In a conversation with Cointelegraph, a spokesperson for Iran’s Ministry of Finance derided the plan to create a new fiat currency for the country, declaring:
“Everybody in the country knows that redenomination has no effect on inflation. Most economists think it is not a sustainable time for redenomination. Due to coronavirus and oil prices, the revenue of the government has fallen sharply, and at the same time, the costs have grown. So, we expect high inflation.”
Bitcoin comes onto the scene
Amid the backdrop of the plans to revamp Iran’s currency, Cointelegraph reached out to Areatak, a blockchain solutions provider based in Tehran. Back in May 2019, Cointelegraph reported that Areatak — in partnership with the Informatics and Services Corporation of Iran’s central bank — was developing Borna, a national blockchain project aimed at transforming the country’s banking and financial sector. In a message to Cointelegraph, Areatak CEO Saeed Khoshbakht revealed the latest updates with the project, stating:
“Borna infrastructure and platform is passing the first phase of test and it will be ready soon to launch. As mentioned in the whitepaper, Borna can host central bank cryptocurrency, and maybe it is used in this economic evolution. But the decision is for the central bank and ISC.”
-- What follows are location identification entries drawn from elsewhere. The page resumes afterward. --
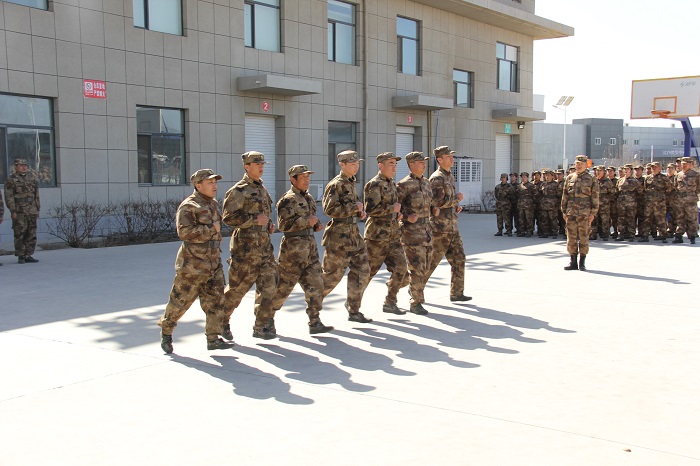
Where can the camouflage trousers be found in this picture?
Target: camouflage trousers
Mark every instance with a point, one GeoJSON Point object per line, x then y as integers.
{"type": "Point", "coordinates": [578, 230]}
{"type": "Point", "coordinates": [337, 259]}
{"type": "Point", "coordinates": [298, 262]}
{"type": "Point", "coordinates": [450, 246]}
{"type": "Point", "coordinates": [24, 228]}
{"type": "Point", "coordinates": [687, 211]}
{"type": "Point", "coordinates": [389, 253]}
{"type": "Point", "coordinates": [418, 247]}
{"type": "Point", "coordinates": [654, 216]}
{"type": "Point", "coordinates": [504, 217]}
{"type": "Point", "coordinates": [252, 262]}
{"type": "Point", "coordinates": [186, 288]}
While the government tries to solve the growing inflation problem, crypto stakeholders in Iran say the situation favors a more broad-based adoption of cryptocurrencies. Indeed, high ranking officials within the country’s government and military have called for the use of digital currencies to evade crippling U.S. sanctions. Commenting on the growing adoption levels of crypto in Iran, Khoshbakht remarked:
“If we analyze the adoption of cryptocurrency usage in the world we find two types of countries are in front of the list. Countries with a lack of digital payment systems and countries with high inflation. Because of High inflation in Iran, people don’t trust to national currency and try to buy everything such as real estate, gold, stock, other currencies like the U.S. dollar and cryptocurrency.”
Tehran’s stance on crypto mining has noticeably softened with the authorities allowing Bitcoin miners to set up shop in the country. As previously reported by Cointelegraph, Iran has issued about 1,000 licenses to crypto miners in the country.
Earlier in May, the country’s Ministry of Industry, Mining and Trade also gave the go-ahead to Turkish crypto mining firm iMiner to establish a 6,000-rig facility in the Semnan province. Iran has also given tax breaks to crypto miners on the condition that they repatriate all foreign earnings. According to Behboudi, crypto is primed for even greater adoption in Iran, adding:
“Mining, holding and trading of cryptocurrencies, especially BTC and ETH, is widely adopted in Iran. I’m sure in next months we will see more investment by the public, especially the middle class, in cryptocurrencies like BTC.”
For Beikverdi, the economic crisis in the country is only setting the stage for more people to choose cryptocurrencies. “Once you see your currency loses its value more than five times in about two years, as an investor, you seek alternatives as a store of value,” remarked the bitHolla CEO.
Indeed, Bitcoin P2P trading data shows significantly higher BTC premiums in Iran since the start of 2020. On LocalBitcoins, Bitcoin has steadily sold for between 300% and 400% of the global average spot price.
For example, while Bitcoin traded at around $7,800 in early January, the quoted price for BTC on LocalBitcoins was the equivalent of over $25,000. While BTC recovered from the Black Thursday flash crash of March 12, the cryptocurrency seemingly traded for $21,000 while the global average hovered above $5,200.